Plus que dix mètres, cinq, quatre, trois, deux, un.

Le morceau de plastique se plaque contre le récepteur et le pan de verre et de métal s'ouvre brutalement poussé par mon corps complètement collé contre. Une fois à l'intérieur, je le repousse aussitôt, et m'écroule au sol en entendant le verrou se refermer.

Ma respiration retrouve son calme au fur et à mesure que les secondes passent, la peur diminue peu à peu, sans pour autant me quitter complètement. Je me relève difficilement, la main sur la poitrine, toujours dos à la porte. Une question traverse alors mon esprit.

Et si elle était encore là ?

La présence. Juste derrière la vitre, en train de me fixer depuis tout à l'heure. Et si je n'étais séparé d'elle que par une simple plaque de verre. À quoi ressemblait cette personne qui me suivait depuis des mois, qui avait essayé de m'avoir ce soir ?

Je voudrais me retourner, mais j'ai peur. Peur de voir ses yeux me fixer, un sourire sadique sur le coin des lèvres, une expression faciale voulant me faire comprendre que ce n'était pas la dernière fois et que la prochaine serait la bonne. Je ne voulais surtout pas voir ça, pourtant la curiosité fut trop forte.

Mes pieds se retournent d'eux même contre la porte, toutefois, mes paupières sont closes. Puis une fois stable, je les ouvre, lentement, les membres tremblants.
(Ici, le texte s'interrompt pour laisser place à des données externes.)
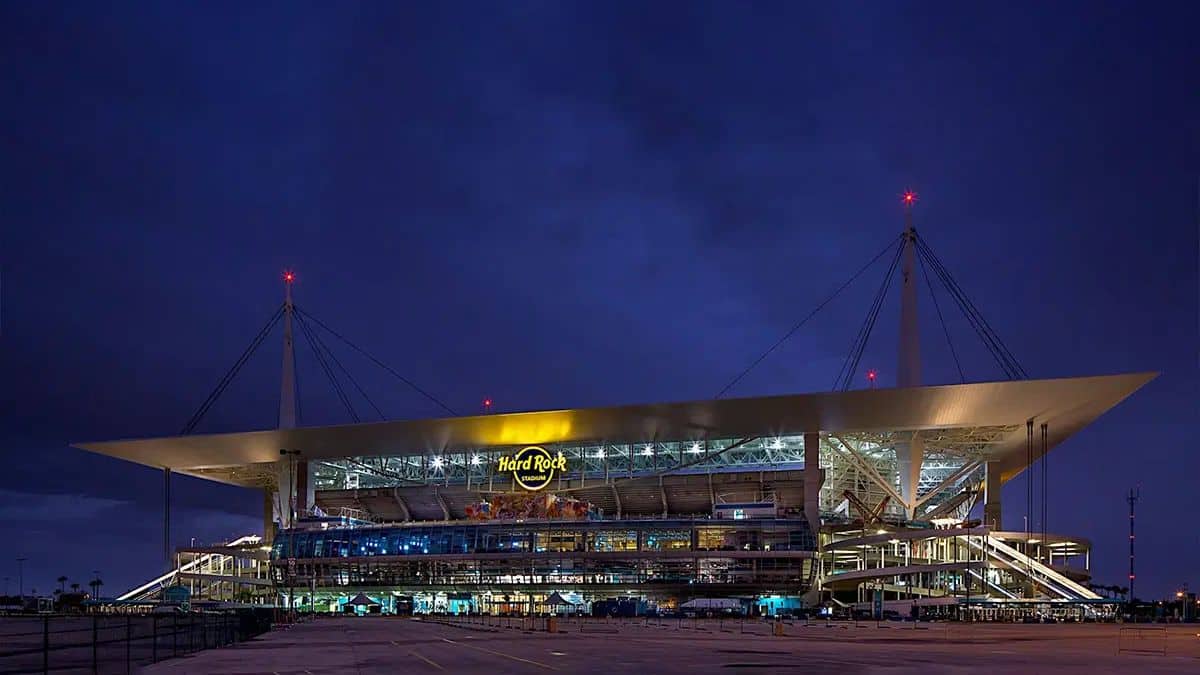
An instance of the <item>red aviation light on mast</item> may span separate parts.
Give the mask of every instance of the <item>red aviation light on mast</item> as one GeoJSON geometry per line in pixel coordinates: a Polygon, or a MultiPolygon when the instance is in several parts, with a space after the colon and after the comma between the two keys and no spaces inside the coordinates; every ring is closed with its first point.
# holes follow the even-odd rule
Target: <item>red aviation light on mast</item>
{"type": "Polygon", "coordinates": [[[878,377],[879,371],[875,370],[874,368],[867,371],[867,382],[870,384],[872,389],[875,388],[875,380],[878,377]]]}
{"type": "Polygon", "coordinates": [[[905,190],[904,197],[902,199],[904,200],[905,206],[912,206],[917,201],[917,193],[913,192],[912,190],[905,190]]]}
{"type": "Polygon", "coordinates": [[[296,274],[294,272],[292,272],[291,270],[284,270],[283,283],[290,284],[295,280],[296,280],[296,274]]]}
Je souffle finalement d'aise. Rien devant la vitre, rien à part le portail et les buissons frémissant légèrement au rythme du vent.

À ce moment là, j'aurai dû rentrer chez moi, et me coucher, je le sais. Pourtant, je ne l'ai pas fait. J'ai tourné mon regard vers cette ruelle que je venais de fuir, et mon sang se glaça.

Une silhouette se trouve dans l'encadrement de la ruelle sombre. Je ne peux pas voir plus que la forme de son corps mais, à voir sa carrure, ce n'est définitivement pas un elle, c'est un il. Un il qui m'observe dans le tournant des ténèbres et qui semble m'attendre patiemment.

Comme d'habitude, il attend que je fasse un mouvement, pour en faire un à nouveau, lui aussi.


Perhaps they're all just waiting,

(Peut-être qu'ils attendent)

Perhaps when we're all dead

(Peut-être serons nous tous morts)

Out they'll come a-slithering

(Alors ils se glisseront)

From underneath the bed.

(Hors du dessous du lit)



Je ne suis finalement pas fou, pas paranoïaque, pas cinglé. Je peux enfin le dire clairement et ne plus le supposer.

Je m'appelle Jeon Jungkook et depuis trois mois, j'ai un stalker à mes trousses.